SPX and Thoughts for Monday | Bulls on Wall Street

SPX and Thoughts for Monday

 

 

We have entered the land of great looking swing technical setups against the backdrop of shaky economic data and generally good earnings reports.   What do we do? There are numerous charts that are very attractive – simple triangles, resistance busters, etc., but economic data reports continue to show that we’re in a slow motion recovery cycle. At the same time, earnings have been strong with somewhat optimistic outlooks.

 

Then there is the consumer.

 

There are two numbers I look at when I think about the consumer – Consumer Confidence Index and Employment. If you just look at those, you’ll have a snapshot of the mood of the American consumer and their willingness/ability to spend. Both numbers suck – period.  OK… maybe not suck, just not showing improvement. 

 

Look at this confidence chart.. it is a few weeks old, but you get the idea. With this number headed in the wrong direction, I can’t be too eager to heavily positioning myself in long swing positions. This chart is just not bullish.

 

 

Then there is employment data – it looks like we’re locked into +9% unemployment for some time.
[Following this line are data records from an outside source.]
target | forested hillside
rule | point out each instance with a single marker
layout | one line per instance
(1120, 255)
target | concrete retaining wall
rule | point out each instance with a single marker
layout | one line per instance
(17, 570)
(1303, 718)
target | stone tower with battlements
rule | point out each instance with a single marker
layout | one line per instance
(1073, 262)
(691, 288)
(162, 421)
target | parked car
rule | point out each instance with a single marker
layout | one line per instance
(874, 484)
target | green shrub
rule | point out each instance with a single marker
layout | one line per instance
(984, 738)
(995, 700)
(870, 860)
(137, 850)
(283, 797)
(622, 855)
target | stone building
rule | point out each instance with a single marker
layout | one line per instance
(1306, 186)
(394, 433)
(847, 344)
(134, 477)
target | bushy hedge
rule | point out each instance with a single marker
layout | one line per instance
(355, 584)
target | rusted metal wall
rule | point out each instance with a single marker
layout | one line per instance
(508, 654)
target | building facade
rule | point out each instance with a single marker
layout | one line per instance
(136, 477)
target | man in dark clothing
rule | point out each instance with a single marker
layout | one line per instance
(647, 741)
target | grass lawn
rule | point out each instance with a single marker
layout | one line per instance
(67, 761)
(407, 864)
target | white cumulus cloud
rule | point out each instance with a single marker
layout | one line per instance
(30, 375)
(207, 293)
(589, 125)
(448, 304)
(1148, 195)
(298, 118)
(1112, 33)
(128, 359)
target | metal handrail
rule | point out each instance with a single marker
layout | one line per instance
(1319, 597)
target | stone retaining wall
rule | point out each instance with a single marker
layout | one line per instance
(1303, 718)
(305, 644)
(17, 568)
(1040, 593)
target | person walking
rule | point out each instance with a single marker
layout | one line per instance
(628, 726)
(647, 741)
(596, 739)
This means a lot of government spending and less investment in people by corporate America. If we could see some significant non-government related hiring, we could see a sustained bull run. Until then, I still think we’ll remain in a choppy market benefiting short-term traders. 

 

Quick look at the SPX:

 

 The good

  • We’ve held above the descending trendline
  • MACD still bullish
  • RSI14 still bullish

 

The warning signs:

  • Move not supported by big volume. This may not be a huge issue, but worth watching. Market is still a little hesitant to go all in
  • We failed to move through horizontal resistance on Friday. Notice the highlighted yellow area. This range has become the market-neutral range with bulls and bears fighting it out for supremacy. 
  • Hard to be bullish under SMA200

 

 

 

 

My approach is still simple. I’ll spend most of my time scalping throughout the day while also picking up a few swings here and there. I do not want to hold stocks into their earnings reports and anything I swing needs to have a lot of technical support with minimal volatility relative to scalps.

 

A few points to consider for Monday:

 

New Home Sales data released. As you know, homebuilders have been in a downward spiral since May. These are the kinds of opportunities we look for to book short-term gains based off news in a beaten down sector. If you take a look at the charts from top traded builders, you can tell that last week represented a turn back to the upside with a few resistance levels being taken out. It appears that a few investors felt swinging into Monday’s report. There is a ton of upside in these stocks IF news supports. Here are a few stocks to watch if the New Home Sales numbers look good:

 

PHM – possible swing on a move through 8.72. As with all homebuilder stocks, I am not interested in holding a swing under SMA20.

 

HOV long above 4.40 with tight stop.

 

The home builders generally move together, so don’t spend a lot of time finding the right one.. if the segment is moving, pick a liquid stock and ride sector momentum. This group is dangerous, however, so watch for earnings and set stops.

 

 

Other quick thoughts:

  • Back to school is about to kick into high gear – let’s watch the retailers.
  • Many solar stocks appear to be overbought – I’m considering an FSLR or TSL short. If solars continue up, I like the STP and ESLR charts (I’m currently long ESLR).
  • Lots of banks reporting on Monday. We’ll need to keep an eye on those highly volatile sub-$10 regional banks for possible plays.